Serviceable, yet basic, approaches were used in this study to estimate biomass of TOF and uncertainty but, more sophisticated methods could be applied. For example, more LIDAR metrics could be used in the step that predicts subplot level TOF biomass. Bayesian and Monte Carlo methods could be applied to propagate allometric model and LIDAR model errors to more accurately represent uncertainty. Additionally, although this approach complements FIA estimates by filling a data gap at the county and state scales, urban areas with few FIA plots (e.g., Baltimore City) will still be inadequately represented for TOF detection. Therefore, intensifying field collection in sub-county estimation units, such as highly urbanized areas (e.g., Nowak and Crane 2002), is still likely needed to account for biomass of TOF at these smaller scales. Finally, we note that the TOF prediction equation does not explicitly include exotic and ornamental trees that are sometimes found within urban landscapes. Nonetheless, we believe these cases are few and mostly limited to urban areas that are relatively a small portion of TOF biomass.

Conclusions

Biomass of TOF is a substantial carbon pool that cannot be ignored in many areas of the world where populations and forests intersect to create highly fragmented landscapes.

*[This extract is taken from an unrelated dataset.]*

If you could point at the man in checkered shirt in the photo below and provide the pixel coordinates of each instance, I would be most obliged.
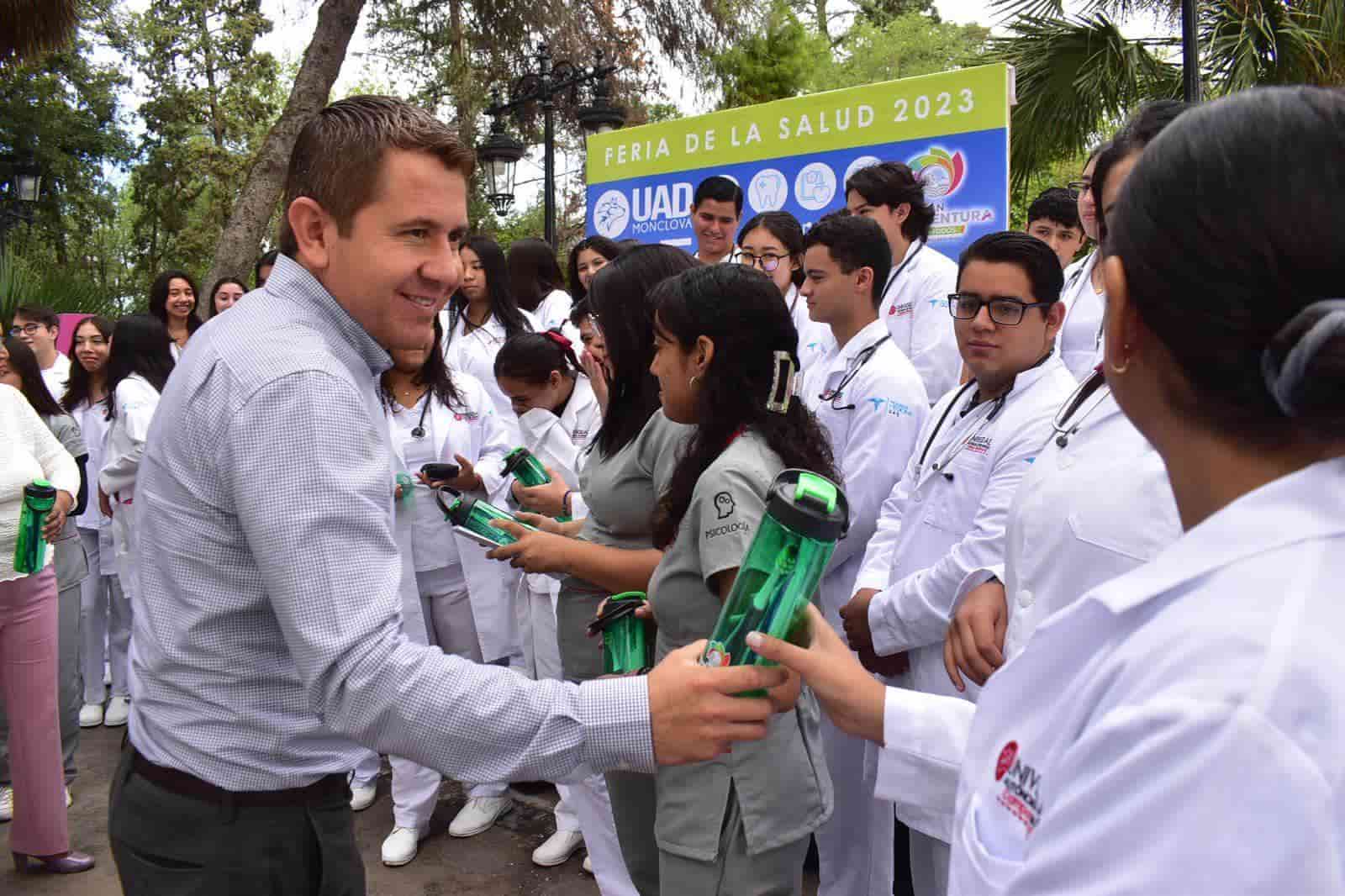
(266, 646)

Yet, because the trees in these areas are not usually of economic interest and do not meet forest land definitions, most forest inventories do not include TOF. The consequences are that even well-designed spatial and ecosystem models of biomass stocks and changes will suffer from this lack of information in some areas. To fill this data gap, it is common to combine separate nonforest and forest inventories. However, this is usually less ideal because of the additional costs needed for field sampling a new inventory and accommodating for differences in sample intensity and plot designs. By utilizing available LIDAR data, no additional network of plots needed to be established and measured. As populations continue to grow and expand, the need to account for biomass in TOF will be even greater in the future.